Jack Davis



Since I’m on the road with a bunch of cartoonists this week, it seems appropriate to tell you about a great patriot and Navy veteran, Jack Davis.

You may not know his name, but there’s no doubt you have seen his art. Jack is famous in cartooning circles – he’s as big a name in his world as Frank Sinatra was in his. He is the Michael Jordan or Tiger Woods of pen and ink.

His resume is incredible.

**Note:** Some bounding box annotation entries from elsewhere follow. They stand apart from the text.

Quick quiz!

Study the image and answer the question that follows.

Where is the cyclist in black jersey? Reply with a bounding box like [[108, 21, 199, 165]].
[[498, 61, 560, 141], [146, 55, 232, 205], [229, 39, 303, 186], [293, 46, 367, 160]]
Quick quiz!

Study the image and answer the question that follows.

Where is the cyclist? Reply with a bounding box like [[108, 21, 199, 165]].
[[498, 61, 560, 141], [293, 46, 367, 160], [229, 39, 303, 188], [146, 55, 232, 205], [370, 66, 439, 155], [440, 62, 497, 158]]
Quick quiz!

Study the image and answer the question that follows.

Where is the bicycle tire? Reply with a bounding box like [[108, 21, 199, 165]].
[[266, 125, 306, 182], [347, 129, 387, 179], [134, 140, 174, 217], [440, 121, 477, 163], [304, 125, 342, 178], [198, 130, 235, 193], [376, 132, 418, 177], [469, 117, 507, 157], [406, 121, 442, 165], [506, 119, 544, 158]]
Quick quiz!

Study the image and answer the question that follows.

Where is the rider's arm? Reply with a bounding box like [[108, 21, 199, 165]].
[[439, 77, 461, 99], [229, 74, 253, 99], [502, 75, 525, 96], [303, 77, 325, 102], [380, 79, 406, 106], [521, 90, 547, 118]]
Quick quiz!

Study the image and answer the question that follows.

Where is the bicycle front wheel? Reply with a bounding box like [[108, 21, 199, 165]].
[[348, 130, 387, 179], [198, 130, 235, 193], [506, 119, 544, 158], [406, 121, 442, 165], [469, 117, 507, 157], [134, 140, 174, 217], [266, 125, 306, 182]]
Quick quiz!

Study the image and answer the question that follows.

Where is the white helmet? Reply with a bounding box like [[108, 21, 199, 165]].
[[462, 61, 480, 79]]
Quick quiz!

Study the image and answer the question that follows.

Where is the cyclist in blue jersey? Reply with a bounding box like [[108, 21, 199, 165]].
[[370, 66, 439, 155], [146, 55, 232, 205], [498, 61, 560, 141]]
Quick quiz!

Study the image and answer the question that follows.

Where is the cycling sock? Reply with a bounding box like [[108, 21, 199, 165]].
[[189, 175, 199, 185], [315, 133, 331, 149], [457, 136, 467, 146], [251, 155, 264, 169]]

He was inducted into the Comic Book Hall of Fame in 2003, The Society of Illustrators Hall of Fame in 2005, and received the prestigious Milton Caniff Lifetime Achievement Award in 1996. In 2000 he was awarded the Reuben Award, the cartoon world’s highest honor.

You have seen his work in many different venues – in comic books, magazine covers, advertising illustrations (the list of clients reads like a Fortune 500 table of contents), and was there at the very beginning with MAD Magazine. It was during his MAD years that Jack’s art became known to most of us. His ability to combine the accuracy of Norman Rockwell with a flare for humorous caricature made him famous and inspired a generation of young artists.

But it is his philanthropy that has touched me the most. An unblinking patriot, Jack has donated art to many military organizations, refusing to take a dime for his efforts. His illustrations of Uncle Sam have been distributed to wounded soldiers at Brooke Army Medical Center, Walter Reed and Bethesda and at VA hospitals around the country – he signed each one individually.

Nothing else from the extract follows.